The city of Covington has awarded five small businesses with financial incentives in order to help them with rent and façade improvements.

At a recent Board of Commissioners legislative meeting, the commission approved two rent-subsidy and three façade improvement incentives through the city’s Small Business Development Program.

The program sets aside $150,000 each fiscal year to help businesses in three specific areas: improving the exterior’s of the business’s building, helping pay their first-year rent and restoring historic electric business signs. Between 2019 and 2022, the program has assisted 120 businesses or projects and supported 35 businesses that are black-owned, women-owned and veteran-owned.

“We have a new popsicle shop in the Eastside that will also produce sweet treats for stores around the region, joining our growing micro-manufacturing sector; a historic corner building that will be rehabbed back into its original commercial use in Wallace Woods; a growing tech business that will expand its payroll by almost $600,000 over the next year, and more,” said Covington’s Assistant Economic Development Director Sarah Allan.

Last Tuesday’s allotments were the third of the current fiscal year, leaving $48,684 available to be awarded before June 30.

Honey Child Artisan Pops

Located at 1204 Scott Blvd., Honey Child Artisan Pops is a black-owned, woman-owned business that makes hand-crafted popsicles free of cane sugar, dairy and gluten. Substituted in their place are ingredients like maple syrup, honey and plant-based proteins.

“Honey Child Pops makes delicious, better-for-you frozen treats while also seeking to build, grow and sustain healthier communities,” said owner Sarah Thompson.

A $4,710 rent subsidy was granted to Honey Child Artisan Pops for the business’ three-year lease.

“Covington is the perfect fit for us because of its strong support of small businesses and active local community,” Thompson said. “The rent-subsidy grant will help us during that crucial first year when we need to recover from the cost of building out a space and as we learn how to best serve our new community.”

Nichefire, Inc.

A $6,000 rent-subsidy was given to Nichefire, a business-to-business software as a service company. Located at 7 E. 5th St., Nichefire is adding $583,000 in new payroll.

The business has a two-year lease and is located in Covington’s Central Business District.

Runion Capital

A $6,000 façade improvement subsidy was given to Runion Capital, located at 138-42 Pike St.

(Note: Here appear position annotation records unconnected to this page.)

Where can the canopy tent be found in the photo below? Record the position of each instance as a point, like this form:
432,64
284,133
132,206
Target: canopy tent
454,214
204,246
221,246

The money will go toward paying for a $12,250 façade improvement, which includes a complete repainting of the building, as well as repairing its wood trimming.

J. Davis Law Firm

A $6,000 façade improvement subsidy was given to J. Davis Law Firm, a black-owned firm located at 2001 Scott Blvd. in Wallace Woods.

The money will go toward paying for a $27,843 façade improvement, which includes installing new windows, rebuilding the entire storefront, painting and wood repair.

909 Madison LLC

A $6,000 façade improvement subsidy was given to 909 Madison LLC for the building located at the businesses namesake address.

The money will go toward paying for a $16,299 façade improvement which includes repainting the entire building, tuckpointing, new windows and new doors.